The Onion concluded its brief by asserting the Supreme Court should grant Novak’s petition for certiorari and hear the case. “[T]he rights of the people [should be] vindicated,” the brief states, “and various historical wrongs [should be] remedied. The Onion would welcome any one of the three, particularly the first.”
Case Timeline
Here is a procedural timeline of the case:
Novak filed his petition for writ of certiorari with the Supreme Court on September 26, 2022.
The Supreme Court docketed the case on September 28, 2022.
The Onion filed its amicus brief on October 3, 2022.
On October 3, 2022, the City of Parma and the police officers asked the Supreme Court to extend the time to file their response to November 28, 2022.
On October 4, 2022, the Supreme Court granted the motion to extend the time for the City of Parma and the police officers to respond to the amicus brief to November 28, 2022.
On October 28, 2022, four additional entities filed amicus briefs in support of Novak: The Babylon Bee, Cato Institute, Foundation for Individual Rights and Expression, and The Rutherford Institute.
On November 3, 2022, the City of Parma requested an additional 45-day extension to file a response because of the additional amicus briefs that were filed.
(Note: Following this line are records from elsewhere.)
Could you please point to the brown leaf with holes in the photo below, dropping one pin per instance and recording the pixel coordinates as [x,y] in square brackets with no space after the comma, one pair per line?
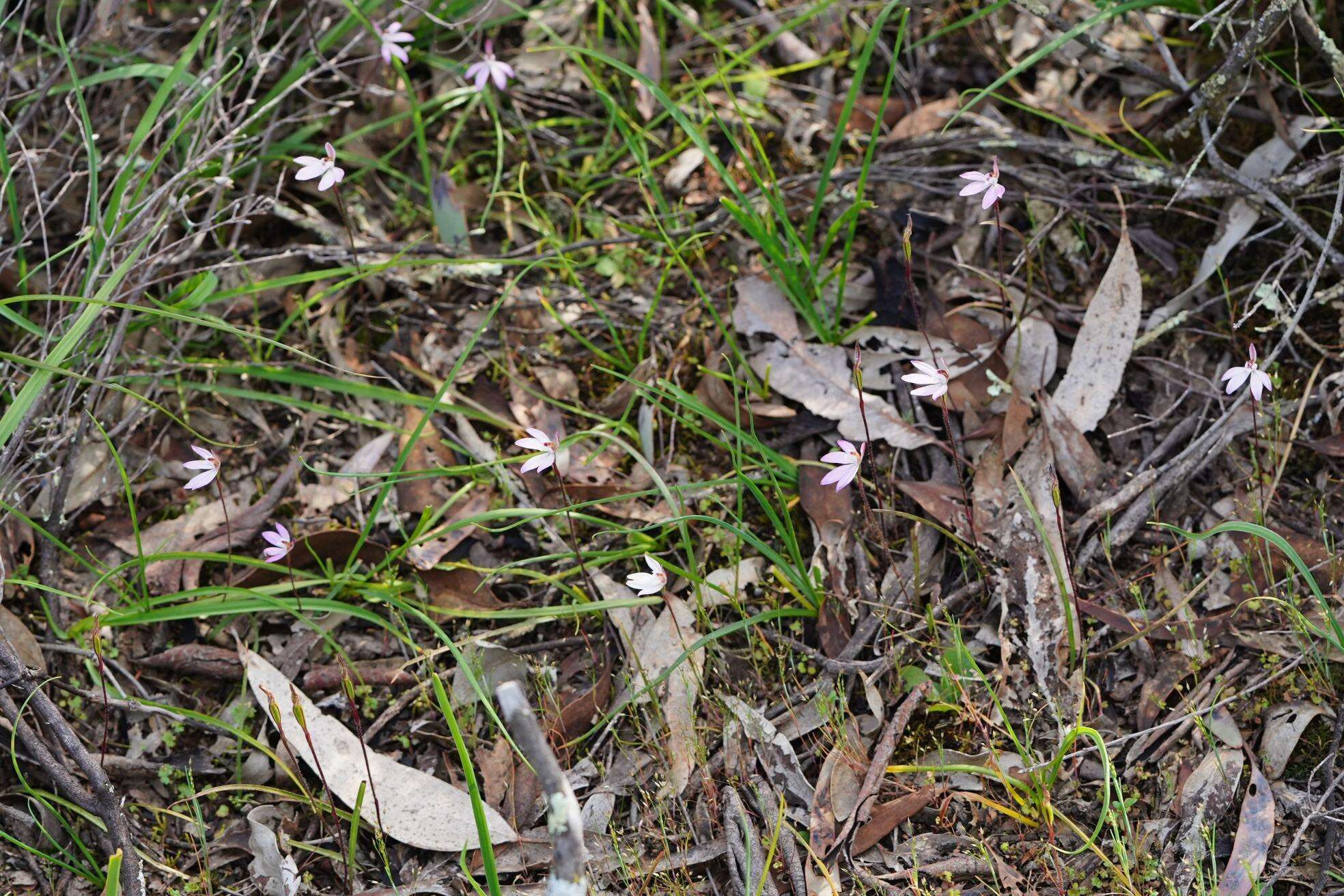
[1255,837]
[884,817]
[578,714]
[1076,460]
[459,589]
[415,494]
[925,120]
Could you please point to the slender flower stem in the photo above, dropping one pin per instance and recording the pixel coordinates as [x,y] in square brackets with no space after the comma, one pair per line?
[870,519]
[1069,565]
[359,730]
[350,232]
[962,480]
[229,532]
[318,762]
[1256,471]
[102,680]
[290,563]
[999,251]
[574,542]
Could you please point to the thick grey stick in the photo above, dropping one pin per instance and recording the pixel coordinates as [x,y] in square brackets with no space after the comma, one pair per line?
[562,813]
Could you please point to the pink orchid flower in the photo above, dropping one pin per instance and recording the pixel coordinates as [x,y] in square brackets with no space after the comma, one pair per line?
[326,168]
[542,443]
[1237,376]
[651,582]
[389,42]
[988,184]
[490,69]
[280,544]
[847,460]
[209,462]
[932,380]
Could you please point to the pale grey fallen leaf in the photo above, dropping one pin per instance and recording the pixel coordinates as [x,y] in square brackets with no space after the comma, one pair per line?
[762,308]
[1284,727]
[683,167]
[275,875]
[1240,218]
[333,490]
[1105,340]
[1255,836]
[820,378]
[1205,798]
[22,641]
[417,809]
[649,62]
[774,753]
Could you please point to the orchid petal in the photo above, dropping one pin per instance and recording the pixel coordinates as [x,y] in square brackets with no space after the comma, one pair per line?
[202,480]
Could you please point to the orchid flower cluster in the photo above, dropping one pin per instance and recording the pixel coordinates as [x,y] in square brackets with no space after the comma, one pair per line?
[927,380]
[390,46]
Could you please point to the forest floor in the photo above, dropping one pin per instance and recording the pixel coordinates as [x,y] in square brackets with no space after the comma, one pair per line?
[378,374]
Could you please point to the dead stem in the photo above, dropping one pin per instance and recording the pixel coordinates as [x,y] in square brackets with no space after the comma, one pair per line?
[1056,499]
[348,684]
[999,265]
[322,775]
[229,533]
[102,683]
[294,586]
[876,531]
[350,232]
[962,479]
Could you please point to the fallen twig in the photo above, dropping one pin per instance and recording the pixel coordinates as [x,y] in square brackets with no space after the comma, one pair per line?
[562,814]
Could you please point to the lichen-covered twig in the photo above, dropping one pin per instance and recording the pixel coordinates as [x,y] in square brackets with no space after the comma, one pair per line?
[100,797]
[562,809]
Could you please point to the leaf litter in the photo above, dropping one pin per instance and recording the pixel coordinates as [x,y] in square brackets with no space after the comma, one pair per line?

In addition, “the complex issues raised by [Novak] require undersigned counsel to confer with the Respondents, carefully review this matter, and prepare the opposition,” the motion states. As of the publication of this blog, the motion was still pending.
On November 7, 2022, the Supreme Court granted the City of Parma’s second motion to extend the time to file a response, extended their deadline to January 11, 2023.